If you’re a normal person whose life does not revolve around politics, you probably now know more than you wanted.
But for legislators, members of Congress, many judges, statewide and local officeholders, political junkies and the top of the political food chain — governor — today is a benchmark: They now are as close to the next primary as they are removed from the last.
That leads to this question: In the race for governor, will incumbent Robert Bentley — who will be 71 at the time of the next primary — seek a second term? After just 17 months on the job, does Bentley even know if he wants a second term that would keep him in office to almost his 76th birthday?
Some politicians who have at least one eye on the governor’s chair privately wonder whether Bentley will want a second term or whether his family will want him to seek one, given his age and what has been up to now a mixed review of his performance in the job.

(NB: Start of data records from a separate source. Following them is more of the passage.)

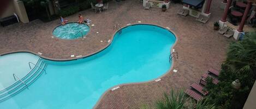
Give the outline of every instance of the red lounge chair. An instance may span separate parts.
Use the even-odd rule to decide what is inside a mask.
[[[213,74],[214,75],[217,76],[219,76],[219,71],[217,69],[211,68],[210,68],[210,69],[208,70],[208,72],[209,72]]]
[[[211,77],[209,75],[208,75],[207,74],[204,74],[203,75],[202,75],[202,79],[201,80],[200,80],[200,83],[201,83],[201,81],[203,81],[203,82],[205,82],[205,83],[206,83],[206,79],[207,78],[207,77],[210,77],[210,78],[212,78],[212,83],[213,83],[215,85],[217,85],[218,82],[219,82],[219,80],[216,79],[216,78],[212,78],[212,77]],[[201,84],[204,85],[206,85],[206,84]]]
[[[191,87],[195,89],[204,95],[206,95],[209,93],[208,91],[203,91],[204,87],[197,84],[193,84],[190,86]]]
[[[195,100],[197,100],[197,101],[203,99],[203,96],[190,89],[187,89],[187,91],[185,91],[185,93],[195,99]]]

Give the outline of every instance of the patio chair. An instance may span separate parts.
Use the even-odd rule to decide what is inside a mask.
[[[192,88],[197,90],[197,91],[198,91],[199,92],[200,92],[201,94],[202,94],[203,95],[204,95],[205,96],[209,93],[209,92],[208,91],[204,91],[204,87],[203,87],[202,86],[201,86],[199,84],[193,84],[190,86],[190,87]]]
[[[234,35],[234,31],[230,29],[228,30],[228,31],[227,31],[225,34],[224,34],[224,36],[229,38],[231,36],[233,36]]]
[[[100,1],[99,3],[99,4],[103,4],[103,1]]]
[[[203,96],[200,94],[198,93],[197,92],[193,91],[190,89],[187,89],[184,93],[190,97],[192,97],[193,99],[197,101],[199,101],[203,98]]]
[[[203,23],[206,23],[208,20],[209,20],[209,18],[208,17],[206,17],[200,15],[198,18],[195,19],[196,21],[202,22]]]
[[[146,7],[145,7],[144,9],[150,9],[150,3],[146,3]]]
[[[96,9],[97,9],[97,7],[93,5],[92,2],[91,2],[91,6],[92,7],[92,11],[94,11],[95,12]]]
[[[181,15],[184,16],[186,16],[187,15],[188,15],[188,12],[189,12],[189,10],[187,9],[182,9],[180,10],[178,10],[177,14],[178,15]]]
[[[219,76],[219,71],[217,69],[211,68],[208,70],[208,72],[210,73],[212,73],[217,76]]]
[[[218,33],[221,34],[224,34],[228,31],[228,27],[224,27],[222,29],[219,30]]]
[[[106,3],[106,4],[103,5],[103,7],[102,8],[103,10],[108,10],[109,9],[109,3]]]
[[[213,78],[210,76],[208,74],[204,74],[202,75],[202,79],[200,80],[199,84],[206,86],[207,84],[206,78],[208,77],[212,78],[212,83],[214,84],[217,85],[219,82],[219,80],[217,78]]]

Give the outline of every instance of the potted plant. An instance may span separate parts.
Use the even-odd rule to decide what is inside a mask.
[[[214,30],[217,30],[219,29],[219,22],[214,22],[213,25],[214,25],[214,27],[213,27]]]
[[[166,10],[166,5],[165,4],[163,4],[162,5],[162,11],[165,11]]]

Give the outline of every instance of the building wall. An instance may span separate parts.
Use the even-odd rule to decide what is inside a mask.
[[[15,12],[15,9],[14,8],[13,1],[10,2],[8,4],[8,6],[7,7],[7,9],[4,11],[3,14],[0,16],[0,18],[4,18],[11,15],[13,15],[13,13]]]

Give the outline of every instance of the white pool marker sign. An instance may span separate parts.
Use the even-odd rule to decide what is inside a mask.
[[[177,70],[176,69],[174,69],[174,72],[177,73],[177,72],[178,72],[178,70]]]
[[[75,57],[82,57],[82,55],[78,55],[78,56],[75,56]]]
[[[115,90],[116,90],[116,89],[117,89],[119,88],[120,88],[120,87],[118,86],[117,86],[117,87],[116,87],[112,88],[111,89],[111,91],[115,91]]]
[[[39,54],[39,55],[42,55],[42,54],[43,54],[43,53],[40,53],[40,52],[37,53],[37,54]]]
[[[154,80],[154,81],[156,81],[156,82],[158,82],[158,81],[160,81],[160,80],[161,80],[161,79],[159,78],[159,79],[156,79],[156,80]]]

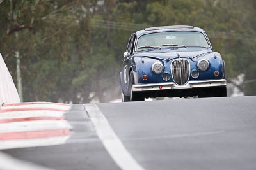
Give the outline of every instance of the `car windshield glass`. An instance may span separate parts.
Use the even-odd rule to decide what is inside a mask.
[[[140,37],[136,50],[144,50],[146,49],[143,48],[144,46],[209,48],[204,34],[193,31],[170,31],[145,34]]]

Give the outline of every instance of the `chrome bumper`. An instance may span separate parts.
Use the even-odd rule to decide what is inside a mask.
[[[175,90],[184,89],[198,87],[209,87],[227,85],[227,80],[225,79],[212,80],[202,80],[202,81],[189,81],[184,85],[177,85],[173,82],[161,83],[150,83],[150,84],[140,84],[133,85],[133,92],[151,91],[160,90]]]

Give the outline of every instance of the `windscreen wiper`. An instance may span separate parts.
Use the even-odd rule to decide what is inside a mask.
[[[175,46],[175,47],[184,47],[186,48],[186,46],[182,45],[175,45],[175,44],[163,44],[162,46]]]
[[[159,48],[161,49],[160,46],[143,46],[138,47],[138,49],[143,49],[143,48]]]

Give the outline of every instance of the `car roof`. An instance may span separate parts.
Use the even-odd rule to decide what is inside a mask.
[[[138,31],[135,34],[137,36],[140,36],[143,34],[147,34],[157,32],[177,31],[198,31],[204,33],[204,30],[198,27],[195,27],[193,26],[172,25],[172,26],[162,26],[162,27],[145,28],[143,30]]]

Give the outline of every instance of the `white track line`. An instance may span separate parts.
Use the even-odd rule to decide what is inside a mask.
[[[70,128],[66,120],[23,121],[0,124],[0,133]]]
[[[26,117],[62,117],[64,112],[54,111],[49,110],[31,110],[31,111],[18,111],[0,113],[0,119],[4,118],[18,118]]]
[[[25,162],[0,152],[1,170],[53,170],[41,166]]]
[[[69,136],[58,136],[37,139],[0,141],[0,150],[61,145],[65,143],[68,138]]]
[[[1,109],[23,109],[23,108],[51,108],[60,110],[68,110],[70,106],[57,105],[52,104],[34,104],[20,106],[3,106]]]
[[[121,169],[144,170],[126,150],[97,105],[86,104],[84,106],[99,138]]]

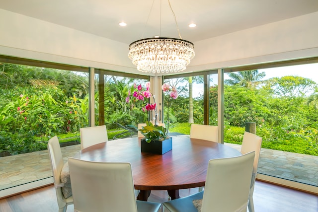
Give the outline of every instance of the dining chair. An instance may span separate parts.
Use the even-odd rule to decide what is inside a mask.
[[[190,128],[190,138],[218,142],[218,127],[211,125],[192,124]]]
[[[158,123],[157,125],[159,126],[162,126],[164,127],[164,123]],[[143,129],[143,127],[147,126],[146,123],[139,123],[138,124],[138,130],[141,130]],[[138,131],[138,137],[142,137],[144,135],[141,134],[141,132]]]
[[[160,203],[136,200],[129,163],[69,158],[75,211],[158,212]]]
[[[68,206],[73,204],[73,197],[71,196],[68,198],[65,198],[62,193],[62,188],[64,186],[64,184],[62,183],[61,181],[60,173],[64,165],[64,163],[60,142],[56,136],[49,140],[48,150],[51,160],[55,193],[59,206],[59,212],[66,212]]]
[[[80,129],[81,149],[108,141],[106,126],[101,125]]]
[[[209,161],[204,191],[163,203],[170,212],[246,212],[255,152]]]
[[[260,153],[260,149],[262,146],[262,139],[256,135],[245,132],[243,136],[243,141],[241,146],[240,152],[245,154],[247,152],[254,151],[255,152],[255,158],[253,165],[253,174],[251,180],[250,189],[248,197],[248,212],[254,212],[254,203],[253,200],[253,193],[254,193],[254,186],[257,173],[257,166],[258,159]]]
[[[218,142],[218,126],[192,124],[190,128],[190,138]],[[199,192],[203,190],[203,187],[199,187]]]

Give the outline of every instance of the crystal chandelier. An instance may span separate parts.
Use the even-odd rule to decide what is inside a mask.
[[[174,15],[168,0],[170,8]],[[174,15],[178,32],[178,24]],[[141,71],[159,73],[181,71],[194,57],[193,44],[180,39],[165,37],[139,40],[129,45],[128,57]]]

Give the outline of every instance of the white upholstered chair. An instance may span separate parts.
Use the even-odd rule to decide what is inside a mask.
[[[218,126],[192,124],[190,128],[190,138],[218,142]]]
[[[213,142],[218,142],[218,127],[211,125],[192,124],[190,128],[190,138],[201,139]],[[203,187],[199,187],[199,191]]]
[[[158,123],[158,125],[159,126],[162,126],[163,127],[164,127],[164,123]],[[146,123],[139,123],[138,124],[138,130],[141,130],[142,129],[143,129],[143,127],[145,127],[147,126],[147,124]],[[142,137],[144,136],[144,135],[143,135],[143,134],[141,134],[141,132],[139,131],[138,131],[138,137]]]
[[[108,141],[106,126],[101,125],[80,128],[80,147],[81,149]]]
[[[240,152],[245,154],[247,152],[254,151],[255,152],[255,158],[253,165],[253,174],[251,180],[250,190],[248,198],[248,212],[254,212],[254,203],[253,201],[253,193],[254,193],[254,186],[255,180],[257,173],[257,166],[259,154],[262,146],[262,138],[254,134],[245,132],[243,137],[243,141],[241,147]]]
[[[204,191],[163,203],[164,211],[246,212],[254,157],[251,152],[210,160]]]
[[[129,163],[69,158],[74,210],[81,212],[158,212],[160,203],[136,201]]]
[[[71,196],[68,198],[65,198],[62,194],[62,187],[64,185],[61,182],[60,175],[64,163],[58,137],[55,136],[49,140],[48,150],[51,160],[56,198],[59,206],[59,212],[65,212],[67,206],[73,204],[73,197]]]

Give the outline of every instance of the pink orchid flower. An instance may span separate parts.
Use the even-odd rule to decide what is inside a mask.
[[[178,98],[178,92],[176,91],[171,91],[170,93],[170,97],[173,99],[175,99]]]
[[[168,91],[170,88],[170,85],[168,84],[164,83],[161,86],[163,92]]]

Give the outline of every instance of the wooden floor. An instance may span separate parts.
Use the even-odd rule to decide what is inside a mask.
[[[180,190],[180,195],[184,197],[197,191],[197,188]],[[0,200],[0,212],[57,212],[56,198],[53,186],[47,186]],[[263,182],[256,182],[253,198],[256,212],[318,212],[317,196]],[[164,191],[154,191],[149,201],[166,202],[168,195]],[[73,205],[68,207],[68,212],[73,211]]]

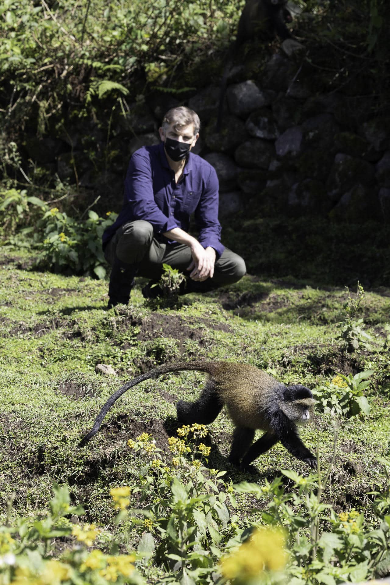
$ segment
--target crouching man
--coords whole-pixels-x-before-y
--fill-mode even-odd
[[[155,297],[163,264],[187,276],[181,294],[206,292],[237,282],[245,263],[222,245],[218,221],[218,180],[213,167],[191,151],[199,137],[199,116],[184,106],[167,112],[161,143],[132,156],[125,200],[115,223],[103,234],[112,267],[109,308],[127,304],[136,275],[150,281],[142,292]],[[194,214],[198,239],[188,233]]]

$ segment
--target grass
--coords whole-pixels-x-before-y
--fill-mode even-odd
[[[286,384],[312,388],[335,372],[373,369],[371,413],[342,427],[324,497],[337,511],[353,505],[370,515],[368,493],[384,481],[377,457],[389,449],[388,289],[366,291],[361,314],[372,346],[347,355],[336,339],[347,298],[342,287],[246,276],[229,289],[184,297],[177,309],[153,311],[144,303],[140,281],[128,308],[107,311],[106,281],[33,271],[29,260],[27,253],[16,257],[6,250],[0,257],[2,508],[13,492],[13,515],[47,507],[55,481],[70,486],[74,503],[84,504],[89,521],[111,522],[110,486],[126,483],[143,464],[126,441],[146,430],[166,447],[174,402],[193,399],[203,376],[181,372],[134,387],[118,401],[85,448],[78,449],[77,443],[123,381],[167,361],[201,359],[249,362]],[[111,365],[117,375],[95,373],[97,363]],[[211,467],[226,468],[232,430],[223,412],[210,425]],[[333,438],[323,416],[301,436],[310,449],[319,449],[322,462],[330,459]],[[261,484],[281,469],[308,471],[280,445],[255,465],[254,477],[236,470],[229,474],[234,482]],[[262,505],[257,501],[253,506],[249,495],[240,503],[245,517],[249,505]]]

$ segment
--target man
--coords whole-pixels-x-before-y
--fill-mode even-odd
[[[182,294],[205,292],[237,282],[246,273],[240,256],[220,242],[218,180],[213,167],[191,153],[199,137],[199,116],[184,106],[167,112],[161,143],[137,150],[129,164],[125,201],[115,223],[103,234],[111,264],[109,308],[127,304],[136,274],[151,279],[142,290],[150,298],[163,264],[187,276]],[[198,239],[189,235],[194,214]]]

But, while some pols wonder if the race for governor will be one without an incumbent, Bentley hints strongly that it won’t be.
In a recent email to The Birmingham News responding to the question of whether he planned to seek re-election in two years, Bentley wrote: “When I ran for governor I promised the people of Alabama I would bring jobs to this state. Today, unemployment is down significantly and Alabama has the lowest unemployment rate in the region.
“I love serving the people of this state, and I want to continue to work hard for the people as long as they’ll have me as their governor,” wrote Bentley, who has yet to take a salary as governor because of a campaign promise that he would not until the state’s unemployment rate had fallen to 5.2 percent.